Facial Recognition and Super Recognisers
Facial recognition is a computer application that can be added to existing CCTV systems, it is capable of identifying or verifying a person that is wanted for a crime, this can be done using a digital image or a video frame from a video source. One of the ways to do this is by comparing selected facial features from the image and a face database.
It is mainly used in security systems and can be compared to other biometrics such as fingerprint or eye iris recognition systems.
Cameras in mobile devices have made facial recognition a viable option for authentication as well as identification. Apple’s iPhone X, for example, includes Face ID technology, that lets users unlock their phones with a faceprint mapped by the phone's camera. The phone's software, which is designed with 3-D modeling to resist being spoofed by photos or masks, captures and compares over 30,000 variables. As of this writing, Face ID can be used to authenticate purchases with Apple Pay and in the iTunes Store, App Store and iBooks Store. Apple encrypts and stores faceprint data in the cloud, but authentication takes place directly on the device.
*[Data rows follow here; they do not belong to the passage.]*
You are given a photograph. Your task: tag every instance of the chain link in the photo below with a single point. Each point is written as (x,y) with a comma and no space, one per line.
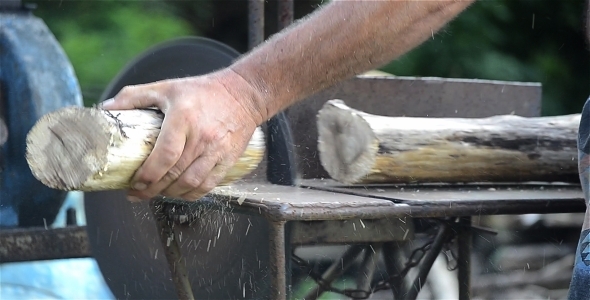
(413,260)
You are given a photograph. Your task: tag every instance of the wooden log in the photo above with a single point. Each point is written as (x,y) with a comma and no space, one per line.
(91,149)
(356,147)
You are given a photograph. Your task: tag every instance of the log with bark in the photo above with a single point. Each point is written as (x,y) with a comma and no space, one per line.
(356,147)
(91,149)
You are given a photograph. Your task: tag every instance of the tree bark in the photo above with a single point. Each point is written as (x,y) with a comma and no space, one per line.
(356,147)
(91,149)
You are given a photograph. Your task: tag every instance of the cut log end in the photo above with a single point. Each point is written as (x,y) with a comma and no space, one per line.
(90,149)
(357,147)
(67,147)
(347,145)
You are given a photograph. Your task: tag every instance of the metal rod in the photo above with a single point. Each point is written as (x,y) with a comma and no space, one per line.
(255,23)
(393,255)
(425,265)
(278,263)
(172,252)
(368,267)
(464,260)
(336,270)
(285,13)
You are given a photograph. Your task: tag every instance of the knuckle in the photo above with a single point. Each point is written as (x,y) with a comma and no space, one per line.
(193,196)
(146,177)
(127,90)
(189,182)
(172,174)
(170,154)
(208,185)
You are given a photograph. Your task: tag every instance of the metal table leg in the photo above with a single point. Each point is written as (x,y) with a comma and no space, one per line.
(335,270)
(464,260)
(172,252)
(278,262)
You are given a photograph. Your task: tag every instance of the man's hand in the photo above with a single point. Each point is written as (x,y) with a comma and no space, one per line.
(207,124)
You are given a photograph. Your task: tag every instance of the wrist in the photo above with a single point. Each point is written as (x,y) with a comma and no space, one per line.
(245,93)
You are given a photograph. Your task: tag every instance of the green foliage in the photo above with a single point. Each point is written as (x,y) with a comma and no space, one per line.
(100,37)
(515,40)
(534,40)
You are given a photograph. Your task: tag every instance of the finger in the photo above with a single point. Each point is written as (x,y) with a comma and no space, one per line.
(166,153)
(193,177)
(192,150)
(215,177)
(136,96)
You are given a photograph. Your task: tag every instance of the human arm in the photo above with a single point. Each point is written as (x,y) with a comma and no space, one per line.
(201,139)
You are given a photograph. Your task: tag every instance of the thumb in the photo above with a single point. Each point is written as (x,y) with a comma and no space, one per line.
(131,97)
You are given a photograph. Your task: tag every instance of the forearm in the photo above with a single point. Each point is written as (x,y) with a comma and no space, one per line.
(343,39)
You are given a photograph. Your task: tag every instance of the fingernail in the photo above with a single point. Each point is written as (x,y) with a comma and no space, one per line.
(107,103)
(139,186)
(133,199)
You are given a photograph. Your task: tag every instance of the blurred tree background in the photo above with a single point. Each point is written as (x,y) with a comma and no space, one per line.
(517,40)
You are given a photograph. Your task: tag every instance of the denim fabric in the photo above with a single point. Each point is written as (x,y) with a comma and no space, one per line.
(580,284)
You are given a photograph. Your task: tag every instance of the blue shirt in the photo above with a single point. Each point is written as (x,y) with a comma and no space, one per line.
(580,284)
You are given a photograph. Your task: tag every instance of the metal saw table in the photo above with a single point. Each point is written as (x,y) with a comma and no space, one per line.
(325,200)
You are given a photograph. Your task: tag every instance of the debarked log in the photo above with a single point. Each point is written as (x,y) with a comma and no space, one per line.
(91,149)
(357,147)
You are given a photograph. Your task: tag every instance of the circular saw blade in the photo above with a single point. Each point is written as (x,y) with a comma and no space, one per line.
(226,253)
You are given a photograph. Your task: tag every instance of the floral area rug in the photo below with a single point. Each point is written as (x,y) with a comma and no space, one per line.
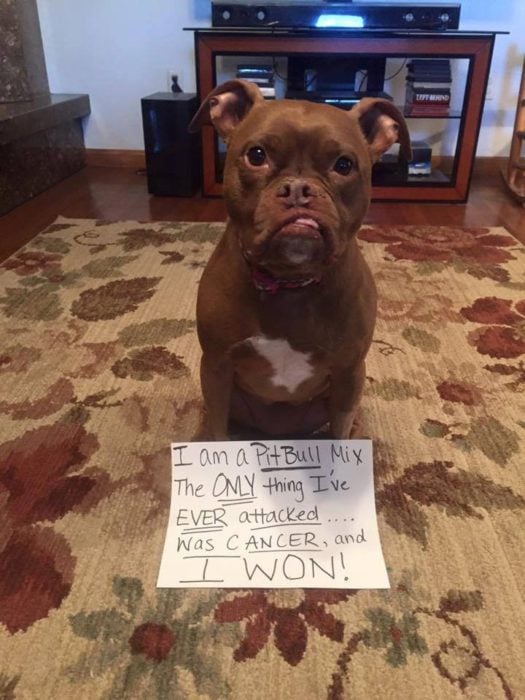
(99,373)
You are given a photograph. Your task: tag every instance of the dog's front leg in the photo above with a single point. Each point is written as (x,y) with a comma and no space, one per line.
(216,382)
(345,394)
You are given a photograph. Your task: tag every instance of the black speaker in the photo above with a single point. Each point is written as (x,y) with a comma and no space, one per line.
(173,156)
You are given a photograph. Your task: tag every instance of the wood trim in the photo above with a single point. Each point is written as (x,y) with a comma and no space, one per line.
(477,49)
(114,158)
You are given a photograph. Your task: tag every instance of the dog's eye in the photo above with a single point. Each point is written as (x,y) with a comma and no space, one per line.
(343,166)
(256,156)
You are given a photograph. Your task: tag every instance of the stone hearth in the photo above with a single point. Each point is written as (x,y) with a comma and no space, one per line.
(41,136)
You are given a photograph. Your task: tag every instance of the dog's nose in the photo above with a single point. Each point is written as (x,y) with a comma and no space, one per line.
(296,192)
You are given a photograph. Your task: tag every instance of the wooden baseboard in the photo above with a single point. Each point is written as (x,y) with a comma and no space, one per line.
(112,158)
Social media platforms such as Facebook uses facial recognition software to tag individuals in photographs. Each time an individual is tagged in a photograph, the software stores mapping information about that person’s facial characteristics. Once enough data has been collected, the software can use that information to identify a specific individual's face when it appears in a new photograph. To protect people's privacy, a feature called Photo Review notifies the Facebook member who has been identified.
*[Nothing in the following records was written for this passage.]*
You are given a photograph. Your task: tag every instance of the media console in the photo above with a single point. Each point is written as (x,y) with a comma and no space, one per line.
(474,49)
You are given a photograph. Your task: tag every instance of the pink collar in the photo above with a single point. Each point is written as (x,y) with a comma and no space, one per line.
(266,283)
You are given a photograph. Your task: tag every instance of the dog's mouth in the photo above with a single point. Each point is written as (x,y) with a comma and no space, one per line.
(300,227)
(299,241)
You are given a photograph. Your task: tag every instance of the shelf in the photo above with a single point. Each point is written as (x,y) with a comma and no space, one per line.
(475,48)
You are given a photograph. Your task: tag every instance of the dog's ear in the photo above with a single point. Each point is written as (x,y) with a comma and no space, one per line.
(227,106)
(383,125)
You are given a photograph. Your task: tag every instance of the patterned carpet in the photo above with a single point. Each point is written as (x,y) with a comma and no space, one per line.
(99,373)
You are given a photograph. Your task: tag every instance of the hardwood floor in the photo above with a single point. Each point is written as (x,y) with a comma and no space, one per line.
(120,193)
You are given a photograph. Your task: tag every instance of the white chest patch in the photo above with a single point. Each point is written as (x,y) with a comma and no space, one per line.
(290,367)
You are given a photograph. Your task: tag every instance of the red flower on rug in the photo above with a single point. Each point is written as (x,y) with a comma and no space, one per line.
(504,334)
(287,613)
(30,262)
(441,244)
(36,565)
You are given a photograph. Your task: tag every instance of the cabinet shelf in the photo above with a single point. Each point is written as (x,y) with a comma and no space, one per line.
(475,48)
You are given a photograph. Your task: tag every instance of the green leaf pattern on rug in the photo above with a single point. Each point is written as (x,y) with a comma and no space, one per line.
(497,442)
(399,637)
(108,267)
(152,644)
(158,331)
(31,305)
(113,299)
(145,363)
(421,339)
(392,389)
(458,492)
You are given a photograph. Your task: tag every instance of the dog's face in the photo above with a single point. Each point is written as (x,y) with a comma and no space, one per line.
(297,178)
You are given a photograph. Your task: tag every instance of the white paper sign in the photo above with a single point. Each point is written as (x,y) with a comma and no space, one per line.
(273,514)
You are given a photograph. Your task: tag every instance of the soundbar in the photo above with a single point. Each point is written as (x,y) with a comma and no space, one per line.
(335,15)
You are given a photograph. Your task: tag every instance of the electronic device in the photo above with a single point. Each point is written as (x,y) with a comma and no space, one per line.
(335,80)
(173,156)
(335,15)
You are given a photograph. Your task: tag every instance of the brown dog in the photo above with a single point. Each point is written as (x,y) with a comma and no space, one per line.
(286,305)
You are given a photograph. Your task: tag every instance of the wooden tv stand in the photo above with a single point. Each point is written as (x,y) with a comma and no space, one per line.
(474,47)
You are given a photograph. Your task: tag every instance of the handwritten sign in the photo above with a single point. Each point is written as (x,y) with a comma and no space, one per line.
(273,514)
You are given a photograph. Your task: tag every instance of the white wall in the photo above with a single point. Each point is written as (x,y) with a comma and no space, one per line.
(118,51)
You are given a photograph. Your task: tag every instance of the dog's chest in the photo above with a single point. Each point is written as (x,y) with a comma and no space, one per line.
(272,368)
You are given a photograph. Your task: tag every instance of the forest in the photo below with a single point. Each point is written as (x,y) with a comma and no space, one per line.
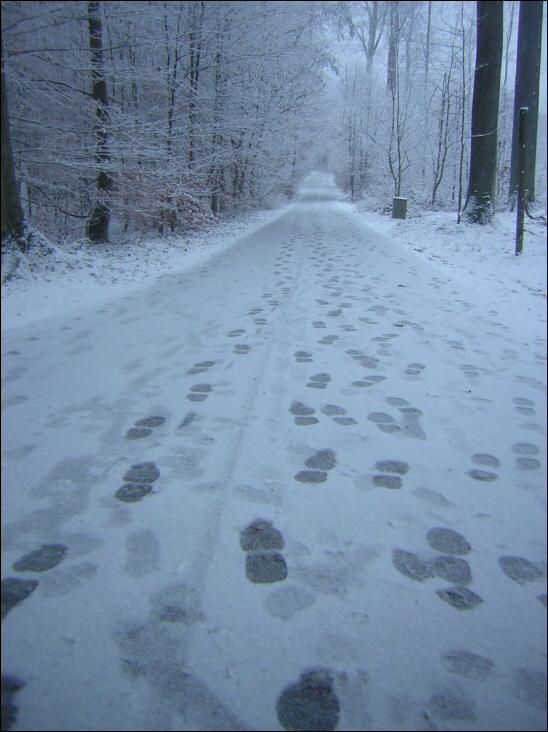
(121,117)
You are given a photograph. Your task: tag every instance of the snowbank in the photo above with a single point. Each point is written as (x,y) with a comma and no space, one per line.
(483,252)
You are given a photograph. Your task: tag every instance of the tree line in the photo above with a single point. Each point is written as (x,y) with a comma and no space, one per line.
(151,115)
(429,107)
(157,116)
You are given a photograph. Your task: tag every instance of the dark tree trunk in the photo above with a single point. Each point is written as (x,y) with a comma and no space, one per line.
(98,222)
(13,219)
(393,43)
(485,107)
(526,94)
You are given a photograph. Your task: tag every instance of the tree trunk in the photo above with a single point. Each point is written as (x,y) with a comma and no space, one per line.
(485,107)
(393,42)
(13,220)
(526,94)
(98,222)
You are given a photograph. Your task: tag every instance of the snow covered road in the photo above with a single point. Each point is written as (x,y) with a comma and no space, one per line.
(301,487)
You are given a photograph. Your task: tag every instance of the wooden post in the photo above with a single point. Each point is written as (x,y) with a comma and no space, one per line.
(399,208)
(522,140)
The software identifies 80 nodal points on a human face. In this context, nodal points are endpoints used to measure variables of a person’s face, such as the length or width of the nose, the depth of the eye sockets and the shape of the cheekbones. The system works by capturing data for nodal points on a digital image of an individual’s face and storing the resulting data as a faceprint, the faceprint is then used as a basis for comparison with data captured from faces in an image or video.
Image - 80 points of Facial Recognition
Super recognisers are people with significantly better-than-average face recognition ability. It is the extreme opposite of prosopagnosia. It is estimated that 1–2% of population are super recognisers who can remember 80% of faces they have seen.
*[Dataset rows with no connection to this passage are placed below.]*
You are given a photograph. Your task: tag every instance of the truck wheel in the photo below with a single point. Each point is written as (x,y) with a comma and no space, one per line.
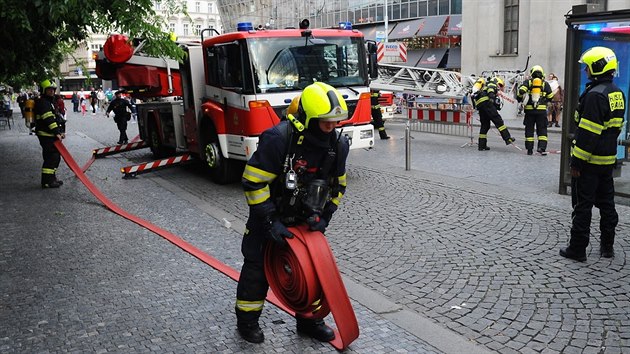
(157,148)
(222,170)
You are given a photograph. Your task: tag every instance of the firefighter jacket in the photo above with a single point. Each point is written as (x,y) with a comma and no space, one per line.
(119,105)
(599,118)
(539,95)
(488,93)
(374,100)
(47,121)
(284,153)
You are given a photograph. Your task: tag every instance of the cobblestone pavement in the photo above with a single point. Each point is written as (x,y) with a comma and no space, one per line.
(466,239)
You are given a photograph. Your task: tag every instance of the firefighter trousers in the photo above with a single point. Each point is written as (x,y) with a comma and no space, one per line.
(488,113)
(537,121)
(252,284)
(51,156)
(594,187)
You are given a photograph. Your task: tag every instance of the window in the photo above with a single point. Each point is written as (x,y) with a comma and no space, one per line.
(510,27)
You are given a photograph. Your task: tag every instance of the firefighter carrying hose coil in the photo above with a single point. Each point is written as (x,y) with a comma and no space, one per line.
(488,103)
(49,126)
(296,176)
(538,93)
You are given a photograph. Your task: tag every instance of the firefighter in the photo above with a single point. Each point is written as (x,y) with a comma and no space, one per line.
(377,115)
(121,116)
(599,119)
(297,175)
(49,127)
(539,94)
(488,103)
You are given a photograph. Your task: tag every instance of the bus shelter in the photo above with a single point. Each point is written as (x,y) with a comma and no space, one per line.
(585,30)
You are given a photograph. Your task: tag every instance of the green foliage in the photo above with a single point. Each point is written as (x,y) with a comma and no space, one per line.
(37,35)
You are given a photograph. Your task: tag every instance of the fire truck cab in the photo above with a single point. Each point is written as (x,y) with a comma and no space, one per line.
(232,87)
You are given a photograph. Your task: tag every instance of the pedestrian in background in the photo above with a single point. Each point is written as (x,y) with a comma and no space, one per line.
(487,102)
(377,115)
(316,157)
(554,111)
(121,108)
(49,128)
(599,120)
(75,102)
(536,94)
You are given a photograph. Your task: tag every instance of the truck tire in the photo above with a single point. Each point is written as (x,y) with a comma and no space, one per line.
(155,143)
(220,169)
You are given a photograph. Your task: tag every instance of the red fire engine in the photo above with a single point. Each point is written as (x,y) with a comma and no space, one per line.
(232,87)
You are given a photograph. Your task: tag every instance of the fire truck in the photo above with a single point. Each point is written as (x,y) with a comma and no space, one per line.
(232,87)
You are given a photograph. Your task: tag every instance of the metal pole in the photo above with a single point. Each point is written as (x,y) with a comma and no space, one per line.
(386,22)
(407,147)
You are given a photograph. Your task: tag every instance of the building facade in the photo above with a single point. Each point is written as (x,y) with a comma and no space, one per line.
(201,14)
(501,34)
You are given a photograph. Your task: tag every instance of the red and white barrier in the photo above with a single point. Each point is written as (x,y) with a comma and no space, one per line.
(131,171)
(456,117)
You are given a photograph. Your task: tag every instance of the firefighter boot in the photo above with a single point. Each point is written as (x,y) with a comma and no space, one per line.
(482,145)
(50,181)
(250,331)
(607,251)
(567,252)
(316,329)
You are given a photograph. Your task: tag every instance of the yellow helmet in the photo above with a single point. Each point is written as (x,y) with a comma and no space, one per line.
(499,81)
(322,101)
(294,106)
(47,84)
(599,60)
(537,71)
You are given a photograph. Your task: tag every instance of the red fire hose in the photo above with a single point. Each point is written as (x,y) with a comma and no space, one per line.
(324,281)
(304,276)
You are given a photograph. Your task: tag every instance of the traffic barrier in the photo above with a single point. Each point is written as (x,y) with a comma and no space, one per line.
(132,171)
(305,277)
(346,335)
(110,150)
(448,122)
Normal people can only remember about 20% of faces. They have proved to be far superior to computer recognition systems, the science behind this is poorly understood but may be related to a part of the brain called the fusiform.
In May 2015, the Metropolitan Police officially formed a team made up of people with a "superpower" for recognising people and put them to work identifying individuals whose faces are captured on CCTV, Scotland Yard has a squad of over 200 super recognisers.